The Impact Of The Beveridge Report Truro College Essay

1540 words - 7 pages

“To what extent was the Beveridge Report implemented by the Labour governments from 1945-51?”
When the Beveridge report of 1942 was produced it identified “five giants” that were plaguing Britain, these included; want, squalor, ignorance, disease and idleness. One of the big tasks for Clement Attlee’s labour government of 1945 was to address these giants and repair the damage done by war. Although progress was made through the creation of NHS and the establishment of a cradle to grave welfare state it was still far from perfect. With complaints over the extensiveness of the national insurance act and divisions in education, implementing the Beveridge report was not all plain sailing for Labour.
One of the key aspects of society that needed addressing was the state of secondary education. This was addressed with the implementation of the 1944 Butler Act which looked to try and set up high quality nationwide provision of education. Prior to the act many working class children left school with only a very basic primary education as the pressure to choose a job over education was high due to the fact quality secondary school often required the payment of fees. Which led to secondary schooling only being open to those who could afford to pay for fees. The Butler Act looked to set up three levels of secondary education, technical schools, grammar schools and secondary modern schools with the aim being that it would provide everyone, regardless of class the access to quality education in an effort to tackle ignorance. However this didn’t prove to be the case, education still very much remained a segregated system due to the presence of the 11+ test which decided whether children went to a grammar school or technical school, more often than not only the rich well educated kids passed the test so only the rich, upper class kids went to grammar school where they received access to the best education which le to them then going to university.

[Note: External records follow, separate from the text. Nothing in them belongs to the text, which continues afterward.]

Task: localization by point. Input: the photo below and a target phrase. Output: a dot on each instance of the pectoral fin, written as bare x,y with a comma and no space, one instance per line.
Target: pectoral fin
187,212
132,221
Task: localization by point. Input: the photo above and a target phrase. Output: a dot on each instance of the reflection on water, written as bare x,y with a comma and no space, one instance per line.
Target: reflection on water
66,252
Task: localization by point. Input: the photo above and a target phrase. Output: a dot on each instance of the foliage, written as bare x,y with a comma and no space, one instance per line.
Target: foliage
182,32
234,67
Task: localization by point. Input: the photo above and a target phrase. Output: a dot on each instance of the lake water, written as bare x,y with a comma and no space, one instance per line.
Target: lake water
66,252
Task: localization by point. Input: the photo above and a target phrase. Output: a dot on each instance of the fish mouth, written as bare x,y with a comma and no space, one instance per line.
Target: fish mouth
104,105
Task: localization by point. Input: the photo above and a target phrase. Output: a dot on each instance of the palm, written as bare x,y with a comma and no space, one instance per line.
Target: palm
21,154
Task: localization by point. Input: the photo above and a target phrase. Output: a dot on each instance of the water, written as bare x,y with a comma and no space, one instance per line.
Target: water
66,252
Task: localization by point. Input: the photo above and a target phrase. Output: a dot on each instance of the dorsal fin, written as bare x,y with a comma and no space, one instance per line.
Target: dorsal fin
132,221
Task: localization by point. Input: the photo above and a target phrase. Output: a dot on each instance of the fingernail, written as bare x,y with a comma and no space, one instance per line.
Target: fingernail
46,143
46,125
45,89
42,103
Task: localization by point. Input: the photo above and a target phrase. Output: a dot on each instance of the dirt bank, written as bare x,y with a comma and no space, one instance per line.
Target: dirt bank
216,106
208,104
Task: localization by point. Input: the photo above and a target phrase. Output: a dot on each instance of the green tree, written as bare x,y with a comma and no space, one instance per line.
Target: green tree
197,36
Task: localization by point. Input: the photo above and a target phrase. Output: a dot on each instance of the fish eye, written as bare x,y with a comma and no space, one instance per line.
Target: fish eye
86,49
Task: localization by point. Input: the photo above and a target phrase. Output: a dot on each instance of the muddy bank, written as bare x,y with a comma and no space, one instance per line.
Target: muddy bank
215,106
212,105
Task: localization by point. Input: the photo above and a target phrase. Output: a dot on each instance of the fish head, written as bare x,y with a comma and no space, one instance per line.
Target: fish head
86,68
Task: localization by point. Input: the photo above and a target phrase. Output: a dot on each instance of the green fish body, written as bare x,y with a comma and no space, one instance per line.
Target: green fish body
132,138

Meanwhile those who failed went to technical colleges where they learnt more practical skills such as woodwork. This system effectively meant that the working-class youth of Britain were effectively destined to be stuck in the same low paying working class jobs that there parents had before them. Secondary Modern schools were limited with only about 30 being set up by 1938 so as a result education remained a very segregated part of society with poor children receiving lower quality teaching. It can be viewed then that efforts to try and tackle ignorance by changes to the education system were largely ineffective. Poor children still didn’t have access to the same quality of education that middle class and upper-class children had and were still not being presented with equal opportunities which meant the problem working class children faced of an education system that couldn’t provide them with good enough opportunities to pursue better jobs was still prevalent as it had been prior to the war meaning the issue of...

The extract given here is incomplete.